The key term there is eventually. Only 27 percent of those who respond to display ads perform an immediate search, compared to 31 percent who click on the ad itself, and 38 percent respond eventually with a search and visit websites from the results (for an aggregate of 49% when combined with those who search and do not click on the results).
The word eventually is important because it’s much rarer that initial exposure to a display ad will inspire a purchase. Just 14 percent of those who respond to a display ad will buy upon first exposure, but a third (33%) eventually purchase from a company with which they are already familiar, and 38 percent of those who respond to a display ad learn about a brand for the first time as a result of their exposure to the ad.
Another necessary semantic distinction involves those who respond to a display ad, which of course, isn’t everybody. Still, among the group surveyed by iProspect, those who respond to display ads equaled 52 percent.
“In essence, search becomes an alternative mechanism for Internet users to respond to online display,” said iProspect CEO Robert Murray. “Considering that, this finding has an important message for marketers — if they are going to invest in online display, then they should leverage search marketing to help them capture the demand that display advertising creates. In other words, they should consider search as a form of insurance for their display investment.”

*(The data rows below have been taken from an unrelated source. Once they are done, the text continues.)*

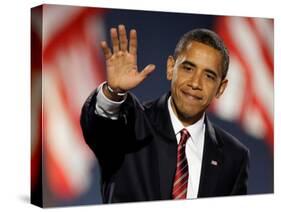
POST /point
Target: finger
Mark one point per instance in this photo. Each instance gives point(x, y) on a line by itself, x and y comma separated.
point(133, 42)
point(123, 38)
point(114, 40)
point(106, 51)
point(147, 71)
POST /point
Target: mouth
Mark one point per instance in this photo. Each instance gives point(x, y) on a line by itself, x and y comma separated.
point(191, 97)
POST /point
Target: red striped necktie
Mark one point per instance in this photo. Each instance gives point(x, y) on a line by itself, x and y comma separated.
point(181, 176)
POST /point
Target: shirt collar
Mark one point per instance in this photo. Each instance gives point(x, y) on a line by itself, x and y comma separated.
point(195, 130)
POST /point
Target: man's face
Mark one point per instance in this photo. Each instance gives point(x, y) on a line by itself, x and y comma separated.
point(196, 78)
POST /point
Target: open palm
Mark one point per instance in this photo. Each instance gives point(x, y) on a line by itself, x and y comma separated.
point(121, 62)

Misty Locke, chief strategy officer for iProspect, chimes in with a term only very recently used to refer to online advertising: attribution model. “The findings also speak to the need for marketers to implement attribution modeling that is created with their needs in mind. This is key to understanding not only the impact of search and display on conversions, but also the impact of all of their online tactics.”
Attribution models are fairly staple for traditional brand advertising. They show direct relationships between an ad campaign and resulting changes in sales as a result. Determining an attribution model for online sales is trickier because it is difficult to determine whether a sales conversion ultimately occurred as a result of a particular search or display ad, or if the decision was made farther in advance or somewhere else along the cyber path.
Nonetheless, ad gurus at the recent ad:Tech conference in San Francisco indicate the advertising industry’s desire to apply attribution models to online campaigns. (Hint: doing so could help raise advertising dollars beyond simple PPC.)